Jesse Reiser & Nanako Umemoto
Aktion Poliphile: Hypnerotomachia Hypniahouse
1989
Reiser + Umemoto’s Aktion Poliphile (1989) is a proposal for a family house in Wiesbaden, but its form refuses the conventions of domestic space. Built through collage—electrostatic prints, halftone lithographs, polymer sheets, gouache, and graphite—the work operates less as blueprint than as narrative construction.
Its title references the Renaissance text Hypnerotomachia Poliphili (1499), where dreamlike sequences merge architecture, garden follies, and landscapes into allegory. Likewise, Reiser + Umemoto treat architecture as an oneiric field: a spiral staircase leads to a bridge that connects nowhere, elements are layered irrationally, domestic space becomes uncanny.
Scale is destabilized: details behave as monumental gestures, while architectural volumes collapse into ornamental fragments. Representation here is not descriptive but performative—cutting, pasting, and hybridizing to generate new architectural realities.

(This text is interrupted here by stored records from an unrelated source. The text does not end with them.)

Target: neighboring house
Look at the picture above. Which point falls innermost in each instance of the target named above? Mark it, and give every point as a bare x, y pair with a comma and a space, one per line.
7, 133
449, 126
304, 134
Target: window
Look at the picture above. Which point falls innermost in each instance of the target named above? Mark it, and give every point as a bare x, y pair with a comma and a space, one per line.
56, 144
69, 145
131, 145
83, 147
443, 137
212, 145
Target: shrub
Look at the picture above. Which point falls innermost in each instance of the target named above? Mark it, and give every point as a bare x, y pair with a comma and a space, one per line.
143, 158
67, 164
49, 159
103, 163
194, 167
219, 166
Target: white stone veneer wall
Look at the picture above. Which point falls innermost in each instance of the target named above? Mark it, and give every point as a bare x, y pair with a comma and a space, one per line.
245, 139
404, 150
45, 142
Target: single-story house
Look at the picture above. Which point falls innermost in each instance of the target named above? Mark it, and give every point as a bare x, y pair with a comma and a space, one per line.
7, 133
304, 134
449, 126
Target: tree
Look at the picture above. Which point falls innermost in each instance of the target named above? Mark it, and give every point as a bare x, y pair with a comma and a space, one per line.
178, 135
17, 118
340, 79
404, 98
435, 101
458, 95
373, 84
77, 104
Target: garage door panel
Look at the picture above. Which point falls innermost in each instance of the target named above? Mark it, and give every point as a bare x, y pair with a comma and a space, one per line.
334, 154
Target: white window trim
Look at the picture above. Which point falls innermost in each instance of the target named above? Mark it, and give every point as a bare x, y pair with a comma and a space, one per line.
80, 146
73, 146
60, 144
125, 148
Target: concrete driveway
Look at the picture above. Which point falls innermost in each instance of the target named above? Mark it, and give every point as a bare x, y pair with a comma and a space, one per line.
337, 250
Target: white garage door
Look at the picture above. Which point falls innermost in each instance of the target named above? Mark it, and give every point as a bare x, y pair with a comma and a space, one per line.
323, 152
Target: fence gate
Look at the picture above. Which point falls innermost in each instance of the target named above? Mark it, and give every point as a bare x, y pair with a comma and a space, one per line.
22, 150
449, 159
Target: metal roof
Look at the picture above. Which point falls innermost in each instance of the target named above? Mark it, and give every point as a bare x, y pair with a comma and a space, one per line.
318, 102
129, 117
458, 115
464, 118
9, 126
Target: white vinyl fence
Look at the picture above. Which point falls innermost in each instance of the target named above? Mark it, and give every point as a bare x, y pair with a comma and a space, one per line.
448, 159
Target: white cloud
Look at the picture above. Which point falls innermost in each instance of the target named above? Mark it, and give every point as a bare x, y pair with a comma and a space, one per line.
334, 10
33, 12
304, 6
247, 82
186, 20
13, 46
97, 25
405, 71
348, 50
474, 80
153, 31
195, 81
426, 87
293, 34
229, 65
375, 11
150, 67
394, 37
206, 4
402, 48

In the context of Gesamtkunstwerk, Aktion Poliphile embodies a total work not through built form, but through layered imagination. It unifies literature, architecture, image, and narrative into a single visual language. Ambiguity is the point: the house is at once proposal and fiction, plan and dream.
The project insists that architecture can exist fully in representation—that collage itself is a mode of constructing worlds.